In the post on Sunday 10/20/19, we saw that Family Dollar Stores will pay $7,500, address ADA compliance issues following settlement. We also told you not to forget about this aspect of the ADA! So what happened? In short, the stores were not ensuring sufficient access to persons with disabilities, including those things noted in the post. If you own or work at a compasny that is public (offering services or materials to the public), pay attention. What Family Dollar agreed to do as part of the settlement is also in the post.
TAKEAWAY: There are several distinct parts to the ADA – make sure you are incompliance with all of them.
In the post on Monday 10/21/19 we learned that the employer’s maximum leave policy violated the ADA (says the EEOC). Here, the empoyer company provides services to correctional facilities and other state institutions. It allegedly fired employees with disabilities who needed additional unpaid leave beyond that required under the FMLA. How and why this is a violation is noted in the post. The employer also did the things noted in the post (or so the EEOC alleges). The employer entered into a consent decree obligating it to make monetary relief and do the other things in the post.
TAKEAWAY: This company is not the only one that got caught up in a legal battle over leave policies – so did the others noted in the post. Make sure you know what is required to accommodate an employee – consult an employment lawyer (like Austin Law Firm) to be safe.
The post on Tuesday 10/22/19 told us a Vietnam vet is allowed to keep his flagpole that the Association initially denied. Yes, for months the Association would not let the owner install a flagpole in his front garden. He had initially put the flag on his home siding, like other neighbors did, but it kept blowing down. Why he then needed a different way to hang the flag is in the post. He then asked for permission to install a 10’ flagpole. The Association said no, claiming it would be a rule violation, even after he went through the process they outlined and that is recounted in the post. See the post for a VID account.

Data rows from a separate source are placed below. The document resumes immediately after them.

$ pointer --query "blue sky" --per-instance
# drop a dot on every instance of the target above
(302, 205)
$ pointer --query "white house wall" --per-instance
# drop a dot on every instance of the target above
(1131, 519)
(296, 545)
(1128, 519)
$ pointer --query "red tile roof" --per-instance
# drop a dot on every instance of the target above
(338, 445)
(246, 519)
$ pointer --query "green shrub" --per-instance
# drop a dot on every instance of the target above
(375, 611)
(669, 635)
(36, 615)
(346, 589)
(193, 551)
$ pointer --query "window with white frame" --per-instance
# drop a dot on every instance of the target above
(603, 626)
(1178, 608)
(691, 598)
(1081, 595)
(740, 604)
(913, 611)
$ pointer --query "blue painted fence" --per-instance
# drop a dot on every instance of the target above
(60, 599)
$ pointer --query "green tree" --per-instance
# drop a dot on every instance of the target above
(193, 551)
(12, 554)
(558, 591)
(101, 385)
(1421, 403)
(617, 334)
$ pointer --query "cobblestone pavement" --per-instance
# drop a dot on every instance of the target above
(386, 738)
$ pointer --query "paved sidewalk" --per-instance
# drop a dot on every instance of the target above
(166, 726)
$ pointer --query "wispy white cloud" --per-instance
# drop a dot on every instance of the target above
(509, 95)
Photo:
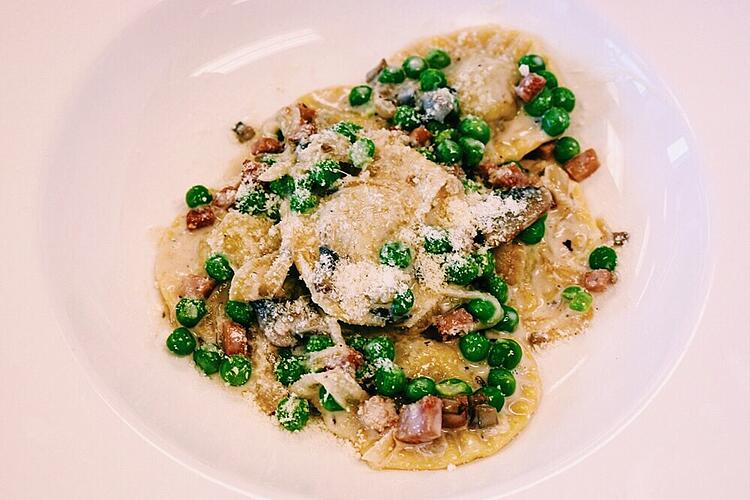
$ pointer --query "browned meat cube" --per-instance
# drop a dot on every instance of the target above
(582, 165)
(225, 198)
(267, 145)
(200, 217)
(420, 422)
(233, 338)
(420, 136)
(453, 323)
(378, 413)
(530, 86)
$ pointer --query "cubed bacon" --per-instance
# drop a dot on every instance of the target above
(420, 422)
(306, 113)
(197, 287)
(453, 323)
(345, 358)
(504, 176)
(582, 165)
(420, 136)
(455, 412)
(597, 280)
(267, 145)
(251, 169)
(619, 238)
(225, 198)
(233, 338)
(530, 86)
(200, 217)
(378, 413)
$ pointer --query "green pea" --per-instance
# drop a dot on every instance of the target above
(448, 152)
(534, 233)
(327, 401)
(603, 257)
(392, 74)
(362, 152)
(356, 342)
(482, 310)
(217, 266)
(293, 413)
(395, 254)
(283, 186)
(239, 312)
(497, 287)
(208, 358)
(509, 323)
(505, 353)
(303, 201)
(406, 118)
(555, 120)
(236, 370)
(359, 95)
(318, 343)
(564, 98)
(438, 59)
(419, 388)
(533, 61)
(432, 79)
(402, 303)
(325, 173)
(381, 347)
(181, 341)
(550, 77)
(570, 292)
(413, 66)
(471, 185)
(347, 129)
(539, 104)
(198, 195)
(462, 270)
(437, 241)
(473, 151)
(253, 202)
(289, 370)
(581, 302)
(475, 128)
(494, 397)
(390, 380)
(502, 379)
(452, 387)
(190, 311)
(474, 346)
(565, 149)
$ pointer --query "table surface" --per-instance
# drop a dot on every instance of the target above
(692, 441)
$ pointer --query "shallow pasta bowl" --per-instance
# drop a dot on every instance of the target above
(153, 116)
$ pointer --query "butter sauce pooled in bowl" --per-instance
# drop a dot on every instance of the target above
(393, 251)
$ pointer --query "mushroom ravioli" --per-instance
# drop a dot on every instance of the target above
(392, 252)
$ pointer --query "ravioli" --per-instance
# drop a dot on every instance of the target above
(393, 252)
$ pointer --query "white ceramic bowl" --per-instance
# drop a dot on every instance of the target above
(153, 117)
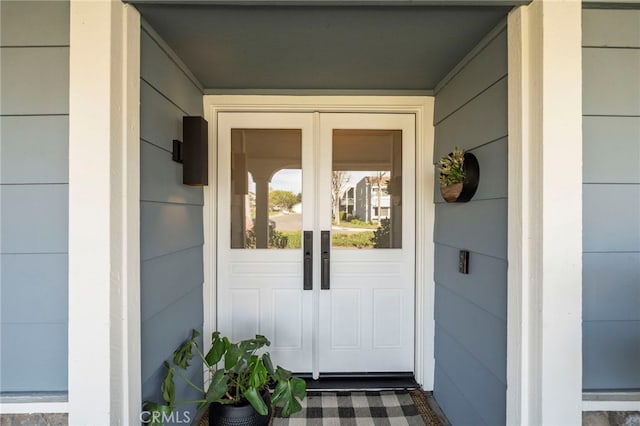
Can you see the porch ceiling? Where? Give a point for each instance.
(368, 47)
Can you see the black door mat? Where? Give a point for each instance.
(383, 408)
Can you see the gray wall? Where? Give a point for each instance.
(611, 199)
(34, 134)
(171, 219)
(471, 310)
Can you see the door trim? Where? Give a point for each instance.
(422, 107)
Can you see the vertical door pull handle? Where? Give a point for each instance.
(307, 250)
(325, 257)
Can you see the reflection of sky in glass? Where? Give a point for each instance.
(291, 180)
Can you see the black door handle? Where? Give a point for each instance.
(307, 250)
(325, 257)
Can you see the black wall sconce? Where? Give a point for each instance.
(193, 151)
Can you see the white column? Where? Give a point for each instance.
(104, 306)
(544, 348)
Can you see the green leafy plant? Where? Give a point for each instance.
(451, 168)
(239, 376)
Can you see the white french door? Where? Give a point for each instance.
(315, 226)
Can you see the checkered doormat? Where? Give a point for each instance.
(385, 408)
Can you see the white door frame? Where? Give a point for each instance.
(422, 107)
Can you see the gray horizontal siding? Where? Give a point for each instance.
(485, 286)
(168, 228)
(611, 350)
(453, 402)
(610, 287)
(161, 72)
(480, 333)
(484, 118)
(493, 157)
(611, 28)
(34, 134)
(611, 199)
(478, 226)
(608, 89)
(160, 275)
(34, 218)
(171, 234)
(470, 310)
(489, 66)
(187, 393)
(161, 178)
(611, 215)
(608, 155)
(480, 386)
(34, 80)
(168, 328)
(34, 149)
(160, 119)
(33, 357)
(34, 23)
(34, 288)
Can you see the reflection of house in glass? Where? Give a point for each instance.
(370, 199)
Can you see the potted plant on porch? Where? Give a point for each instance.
(459, 176)
(238, 391)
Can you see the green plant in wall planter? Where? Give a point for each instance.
(239, 389)
(459, 176)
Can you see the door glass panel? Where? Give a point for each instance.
(266, 188)
(366, 186)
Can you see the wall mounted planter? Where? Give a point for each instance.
(463, 191)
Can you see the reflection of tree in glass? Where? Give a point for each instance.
(381, 235)
(339, 181)
(379, 177)
(283, 200)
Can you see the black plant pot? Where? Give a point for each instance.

How it was resolved (using creativity to make both sides winners) is also in the post.
TAKEAWAY: Note that the American flag is different than other flags due to federal law, but Associations may still be allowed to have some regulation – consult a community association lawyer (like Austin Law Firm) for advice.
The post on Wednesday 10/23/19 was about Doody Calls – EEOC action for firing pregnant worker. The employer here is a pet waste removal company. A female technician told her manager about her pregnancy shortly after being hired. A few weeks later, she had surgery to carry to full term. Upon doctor’s release to return to work, her manager was concerned. What happened next is in the post. How her ideas would work out is also in the post. Regardless, she was fired (and told what is noted in the post). She brought an EEOC charge; eventually it filed suit on her behalf after conciliation failed.
TAKEAWAY: Remember that pregnancy is to be treated just like any other condition/disability – do not assume anything about the employee.
In the post on Thursday 10/24/19 (and continuing with the pregnancy mini theme), we saw that UPS will pay $2.25 million to avoid a pregnancy discrimination suit. The settlement is on behalf of parcel workers who were not properly compensated while pregnant between 2012-2014. The amount of the settlement is noted in the post. So why the suit? Because until 2015, when the policy changed, UPS provided light-duty jobs to workers injured on the job but not to pregnant employees. How that was a violation is in the post. The settlement applies to both the unionized and non-unionized employees.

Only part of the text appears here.